DE DIERENRECHTEN-PRAATGROEP
VAN DE BVD
Op zondag
25 maart, midden in de MKZ-crisis gaat een groot deel van de grootste
Nederlandse varkensslachterij in Boxtel in vlammen op. Naar later blijkt
een, wat uit de hand gelopen, actie van het Dierenbevrijdingsfront. In
diezelfde periode probeert de BVD een informant te werven in Nijmegen.
De jongeman moet infiltreren in kringen van radicale dierenrechtenactivisten.
De beoogde informant zou voor de BVD echter niet de daders van acties
als in Boxtel - liefst van tevoren - hoeven aan te wijzen.
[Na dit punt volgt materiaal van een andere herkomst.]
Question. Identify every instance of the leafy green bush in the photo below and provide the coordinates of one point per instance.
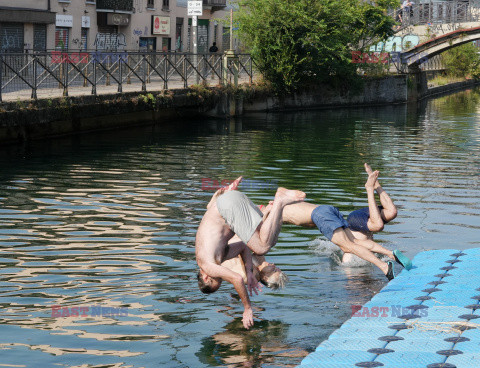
(299, 43)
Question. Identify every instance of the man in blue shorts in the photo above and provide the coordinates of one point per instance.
(366, 221)
(331, 223)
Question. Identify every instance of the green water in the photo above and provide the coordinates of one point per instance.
(109, 220)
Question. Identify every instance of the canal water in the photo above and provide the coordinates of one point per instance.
(107, 223)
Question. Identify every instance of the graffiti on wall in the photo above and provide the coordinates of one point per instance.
(441, 29)
(110, 41)
(397, 44)
(138, 6)
(12, 40)
(140, 32)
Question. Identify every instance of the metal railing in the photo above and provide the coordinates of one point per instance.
(216, 3)
(436, 12)
(64, 70)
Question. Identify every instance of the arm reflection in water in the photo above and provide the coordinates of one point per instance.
(236, 347)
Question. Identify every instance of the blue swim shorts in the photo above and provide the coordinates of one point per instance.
(328, 219)
(358, 219)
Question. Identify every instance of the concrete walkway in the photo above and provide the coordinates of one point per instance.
(49, 93)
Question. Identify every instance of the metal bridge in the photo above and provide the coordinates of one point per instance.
(428, 29)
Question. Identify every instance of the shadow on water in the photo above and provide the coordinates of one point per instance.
(110, 218)
(265, 343)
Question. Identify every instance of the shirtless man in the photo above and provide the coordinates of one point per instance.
(265, 272)
(231, 212)
(331, 223)
(368, 220)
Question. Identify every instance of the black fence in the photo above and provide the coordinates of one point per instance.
(64, 70)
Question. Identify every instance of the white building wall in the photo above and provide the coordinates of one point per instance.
(129, 36)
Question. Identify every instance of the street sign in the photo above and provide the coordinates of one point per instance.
(195, 8)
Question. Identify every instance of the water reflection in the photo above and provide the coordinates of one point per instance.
(110, 219)
(264, 344)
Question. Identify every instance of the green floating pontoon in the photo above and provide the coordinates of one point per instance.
(428, 317)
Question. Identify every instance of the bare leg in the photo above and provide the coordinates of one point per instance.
(266, 235)
(372, 246)
(346, 242)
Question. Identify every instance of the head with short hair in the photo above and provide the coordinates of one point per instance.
(207, 284)
(271, 276)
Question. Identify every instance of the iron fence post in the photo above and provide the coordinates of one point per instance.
(144, 86)
(185, 79)
(165, 72)
(34, 89)
(65, 79)
(120, 73)
(251, 70)
(94, 85)
(1, 74)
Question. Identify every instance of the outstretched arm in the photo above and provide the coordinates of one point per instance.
(375, 222)
(389, 211)
(214, 270)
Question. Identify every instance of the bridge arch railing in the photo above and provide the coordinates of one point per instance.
(439, 12)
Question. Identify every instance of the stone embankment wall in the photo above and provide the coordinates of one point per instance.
(27, 120)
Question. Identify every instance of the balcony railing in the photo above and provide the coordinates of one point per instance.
(122, 5)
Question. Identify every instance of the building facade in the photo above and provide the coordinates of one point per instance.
(109, 25)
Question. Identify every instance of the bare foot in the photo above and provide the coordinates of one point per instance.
(369, 171)
(234, 185)
(372, 179)
(286, 196)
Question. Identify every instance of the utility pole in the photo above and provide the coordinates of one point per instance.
(195, 8)
(195, 46)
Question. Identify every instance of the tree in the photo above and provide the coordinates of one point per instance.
(296, 43)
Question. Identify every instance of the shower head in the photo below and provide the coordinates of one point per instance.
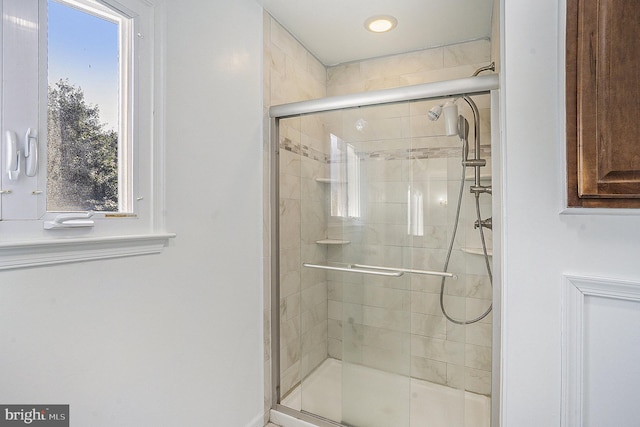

Of toch?
Op dinsdag
6 maart wordt de vader van Frans, een achttienjarige Nijmeegse activist,
gebeld door ene Smids van de Nijmeegse politie. Smids wil eens praten.
'Is het over mijn zoon?' 'Ja, inderdaad betreft het uw zoon, kan ik vandaag
nog langs komen.' Die middag verschijnt Smids bij Frans' vader, ook woonachtig
in Nijmegen, met een alarmerend verhaal. De politieman, medewerker bij
een speciale inlichtingendienst, en de zijnen maken zich ernstige zorgen
over Frans. Deze zou zich met mensen inlaten die op het verkeerde pad
zitten en hij loopt het risico zich door die lieden te laten meeslepen.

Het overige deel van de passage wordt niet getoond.